When we initially set off from Hungary, the weather was cold, but the sky was clear. It wasn’t long before I could see the famed mountains of Romania on the horizon, which were truly magnificent. And when we flew lower to the ground, we were able to catch sight of the rivers and roads that wound their way across the rolling green countryside – it was very beautiful. It was the low flying that we came for. You would get arrested if you were to do this in the UK, but in Europe, you can fly over the forests, rivers and besides castles…

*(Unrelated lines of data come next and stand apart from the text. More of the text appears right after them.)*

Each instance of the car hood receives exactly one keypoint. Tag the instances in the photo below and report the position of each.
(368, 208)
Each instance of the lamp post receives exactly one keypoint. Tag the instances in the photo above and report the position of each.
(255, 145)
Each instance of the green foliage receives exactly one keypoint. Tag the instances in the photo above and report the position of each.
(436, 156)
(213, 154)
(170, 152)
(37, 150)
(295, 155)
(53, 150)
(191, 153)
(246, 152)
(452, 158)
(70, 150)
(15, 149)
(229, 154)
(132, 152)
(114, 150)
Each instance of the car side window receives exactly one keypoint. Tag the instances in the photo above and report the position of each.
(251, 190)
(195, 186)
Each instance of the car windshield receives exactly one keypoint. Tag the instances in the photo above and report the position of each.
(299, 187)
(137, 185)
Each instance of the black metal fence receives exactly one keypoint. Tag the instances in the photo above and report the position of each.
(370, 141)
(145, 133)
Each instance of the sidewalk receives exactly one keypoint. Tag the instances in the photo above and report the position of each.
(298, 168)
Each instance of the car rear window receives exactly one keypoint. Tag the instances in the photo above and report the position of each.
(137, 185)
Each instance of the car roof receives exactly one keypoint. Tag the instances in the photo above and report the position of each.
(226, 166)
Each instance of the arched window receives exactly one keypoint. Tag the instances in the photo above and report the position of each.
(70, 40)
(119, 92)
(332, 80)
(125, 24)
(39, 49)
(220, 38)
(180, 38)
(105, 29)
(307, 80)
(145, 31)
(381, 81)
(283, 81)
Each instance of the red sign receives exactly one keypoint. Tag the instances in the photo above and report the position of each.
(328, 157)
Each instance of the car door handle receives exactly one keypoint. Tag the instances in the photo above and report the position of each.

However, it was when we flew over the mountains that we were hit by our first dense wall of cloud. We were hit by turbulence and reduced visibility and we could see only one or two kilometres. We were afraid that we wouldn’t be able to find a way out through the clouds. It was proving to be one of the most difficult and challenging flights that I’ve done.
What I’ve learnt about flying a biplane, is that you have to stay positive, keep checking the weather and revising plans. We braced ourselves, and took the plane down into a field. The cloud was too dense for us to keep going in an attempt to reach the airport. There was no fanfare at the end of this leg, just a thoroughly unimpressed mushroom picker who saw us touch down and roll through an empty cow paddock.
Weather is always a factor with vintage aircraft. Amy certainly would have faced weather challenges, but she was flying in May so she would have experienced milder conditions in Europe. However, this doesn’t mean that her flight wasn’t without incident as she was forced down by bad weather, but it was a sand storm in Iraq.
We were grounded by the weather in Romania for the next three days. Then the sky finally cleared and we had a chance to take off once again. We flew south towards Bulgaria, but as soon as we hit the Danube we were hit by another thick cloud of fog. We had the option of trying to fly around it, but this would have forced us out into the Black Sea, and we had no idea of knowing how far we would have to travel before the system ended. So we had to be smart and turn back. Our visibility was poor, turning around was our only option. But the elements always win in this situation and you just have to return to base and sit it out.
The next day we were able to take off again, but we had to scrap plans to spend the night in Burgas, Bulgaria, and push on towards Istanbul as we had a group of people waiting for us, including the British Ambassador. On this journey, the weather was good to us and when we finally made it to Istanbul it proved to be one of the highlights of our trip.
Flying by biplane is a raw experience. However, there’s not one point during this trip when I decided that I wanted to call it a day. It’s the culmination of 30 years of flying and six years in the making. To live an extraordinary live, you must pay a tremendous price. It’s a dream. I’m living my dream.
Amy Johnson was the first woman to fly solo from Britain to Australia. She set this record in 1930. Tracey Curtis-Taylor re-enacted the route with her support team from October 2015 to January 2016. Tracey will now be flying Spirit of Artemis across the USA in May 2016 to celebrate the centenary of Boeing in aviation. She will follow the historic Air Mail route from Seattle to Boston.